1540 -- Emperor Charles V issues an edict prohibiting all the works of Luther, Wyclif, and Huss adding in the same breath "und die Comedien so newlich gespilt sein worden in unser Statt Ghent durch die neuznzehn Camern der Rhetoricker." The censors of the University of Leuven place the published edition of the nineteen plays from the 1539 Ghent festival on the list of forbidden books.

Antwerp, 1546 -- Jacob van Middeldonck is ordered to complete a pilgrimage to Russemadouwe for having written a play "smacking of heresy" in 1542.

Antwerp, 1547 -- schoolmaster Peter Schuddematte, member of Violieren Chamber, was executed in 1547 on account of a scandalous play he composed which made disparaging remarks about the Franciscans.

Antwerp, 1555 -- Playwright Frans Fraet is beheaded for heresy.

1560 -- Sir Thomas Gresham writes, "But ther was at thatt tyme syche plays played, that hath cost many a thousand lyves: for in those plays was the worde of God fyrst openyned in thys contrey. Weche plays were and ar forbeden, moche more strettly than any of the boks of Martyn Luter." A Catholic vistor, Renon of France, wrote (at sometime during this period) "Numbers of comedians, corrupt in morals and religion, whom they call rhetoricians, in whom the people delight, and always some poor monk or nun has a place in the comedy. It seems that men are unable to have a good time unless they are mocking God or the church."

Leonard Verden points out that the earliest Reformed churches were referred to by their members by fictitious names such as "Le Bouton" "La Rose" or "La Vigne". These pseudonyms often coincided with the name of a local Chamber of Rhetoric.

An anonymous play entitled Play of the Sick City (Amsterdam, circa 1535) illustrates the form that dramatic protest of the suppression of the Reformation took in the hands of Rederijker/activists. In this allegorical presentation, a woman named "Amsterdam" is quite ill. The character "Tyranny" takes credit for her condition and brags:

The officer is very valuable, burdened with an oath that he arrest all suspects and throw them in chains. Hear my motive. And if he does not end the lives of such ones, do they remain? Certainly not, but they must flee. He also wants to take possession of their property. This we are glad to see, for in this way the city will have the least peace.

Tyranny's confederate "Hypocrisy" joins him to gloat over their defeat of "Scriptural Preacher" and his followers, "More than One" (an artisan) and "The Community" (a common burgher). Tyranny is supported by "So Many" (a rich burgher) and "Finances." The play includes the suppression of Rederijker activity as one of the causes of Lady Amsterdam's illness.
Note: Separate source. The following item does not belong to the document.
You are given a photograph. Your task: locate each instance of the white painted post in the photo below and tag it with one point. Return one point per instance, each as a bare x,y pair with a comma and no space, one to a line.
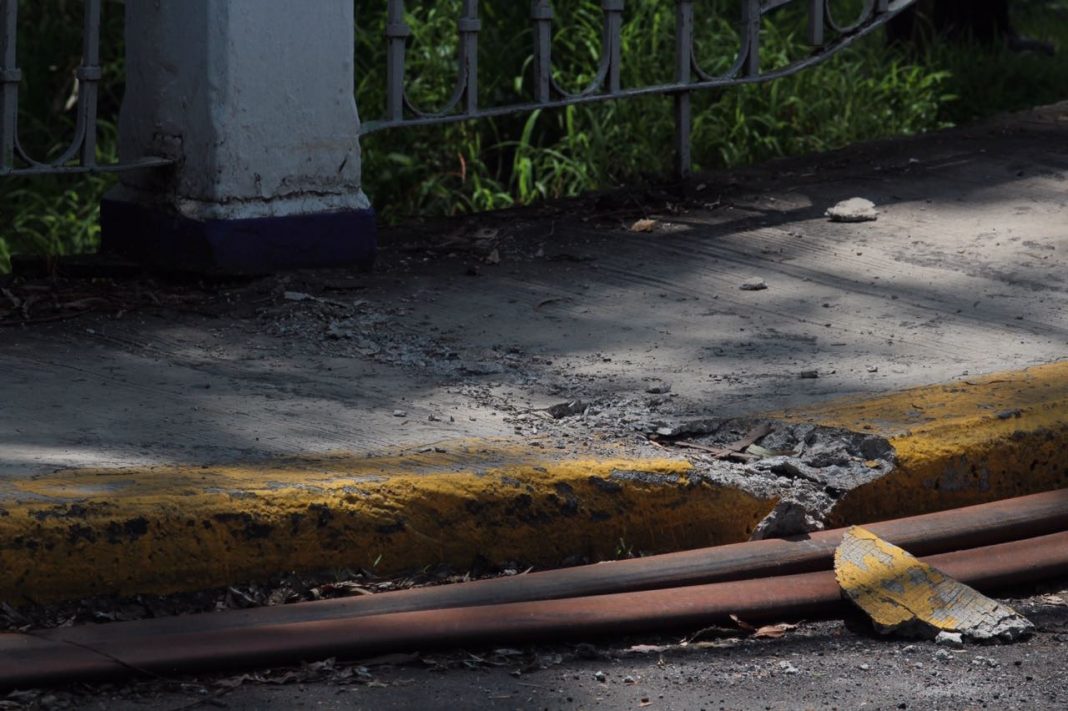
254,99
I mention the involvement of the Chambers of Rhetoric in the controversy surrounding the spread of the Reformation in the Low Countries to illustrate that the creative endeavours of the Rederijkers were not merely escapist entertainments for their creators or auditors. The format of the landjuweel provided an opportunity to publicly explore and debate perspectives on the most significant socio-cultural issues of the day. Although finical, legal, and social ties to the institutions of Church and State often limited debate, Rederijkers, as in the case of those who used the format to express their views on the Reformation, demonstrated they knew how to exploit the landjuweel's potential as a forum for radical social self-reflection.